Sponsorunu, tetikçilik yaptığın kişiyi savunacağım diye “Kalem kırma” olayına tek kınama yapan Karaelmas Gazeteciler Derneğine saldırmak, itibarsızlaştırmaya çalışmak yalaklıkta sınır tanımadığının en basit göstergesi olarak yine tarihe yüzkarası olarak düştü…

Karaelmas Gazeteciler Derneğinde mi “Kalem kırma” lafını söyledi de orada sorulsun veya yanlışlığı ifade edilsin…

Onlarca gazeteci arasında ve yüzüne karşı söylendi!

Yine benzer bir ortamda veya en kısa sürede özür dilenmesi elzemken ateşe benzin döker gibi “Mahkemeyi kastettim” diyerek hakim ve savcı yerine kendini koymak, hakim ve savcıyı etkilemek değil de nedir?

Karga olacaksan iyi kılavuzluk yap!

Kafa kafaya çarpıştılar!

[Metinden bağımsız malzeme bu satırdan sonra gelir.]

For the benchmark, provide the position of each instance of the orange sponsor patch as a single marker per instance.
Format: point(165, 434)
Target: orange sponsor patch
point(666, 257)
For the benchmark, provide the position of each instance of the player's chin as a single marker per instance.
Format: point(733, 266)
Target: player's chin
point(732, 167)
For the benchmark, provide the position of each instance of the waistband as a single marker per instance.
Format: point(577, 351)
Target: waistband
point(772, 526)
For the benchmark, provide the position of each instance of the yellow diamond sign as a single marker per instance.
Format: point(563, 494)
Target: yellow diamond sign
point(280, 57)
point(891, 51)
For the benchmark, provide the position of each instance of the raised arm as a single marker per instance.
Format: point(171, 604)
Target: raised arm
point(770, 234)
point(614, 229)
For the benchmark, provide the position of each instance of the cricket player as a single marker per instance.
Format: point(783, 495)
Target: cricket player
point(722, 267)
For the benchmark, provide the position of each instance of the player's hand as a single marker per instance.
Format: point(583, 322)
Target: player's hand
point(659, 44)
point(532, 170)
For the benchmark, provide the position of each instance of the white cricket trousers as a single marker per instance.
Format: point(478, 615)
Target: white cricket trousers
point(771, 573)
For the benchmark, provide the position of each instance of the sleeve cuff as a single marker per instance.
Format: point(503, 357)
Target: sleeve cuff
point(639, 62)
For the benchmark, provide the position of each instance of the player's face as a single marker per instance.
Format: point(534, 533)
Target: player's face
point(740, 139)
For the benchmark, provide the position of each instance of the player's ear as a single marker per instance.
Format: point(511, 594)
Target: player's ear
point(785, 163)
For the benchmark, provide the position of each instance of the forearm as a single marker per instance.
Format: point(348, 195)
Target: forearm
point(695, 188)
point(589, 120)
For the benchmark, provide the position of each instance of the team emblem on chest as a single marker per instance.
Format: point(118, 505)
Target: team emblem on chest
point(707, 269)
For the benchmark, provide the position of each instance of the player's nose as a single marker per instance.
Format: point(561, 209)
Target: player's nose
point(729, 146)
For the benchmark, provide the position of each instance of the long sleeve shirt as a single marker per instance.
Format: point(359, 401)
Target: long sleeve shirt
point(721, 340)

Kafa kafaya çarpıştılar!

“Zonguldaklıyım demekten utanıyorum” diyen Milletvekilini savunacağına önce gazetecilik onurunu savun…

Ayrıca çıplak krala dalkavukluk yapıp “Elbisen çok yakıştı” demek değil, “Çıplak” demek dostluktur!

Yanlışını düzeltmeyip savunmak yeni yanlışlar yapmasına zemin hazırlamaktır…

Adamolmak, “Adam-ı” olmak arasındaki farkı çözersen anlarsın!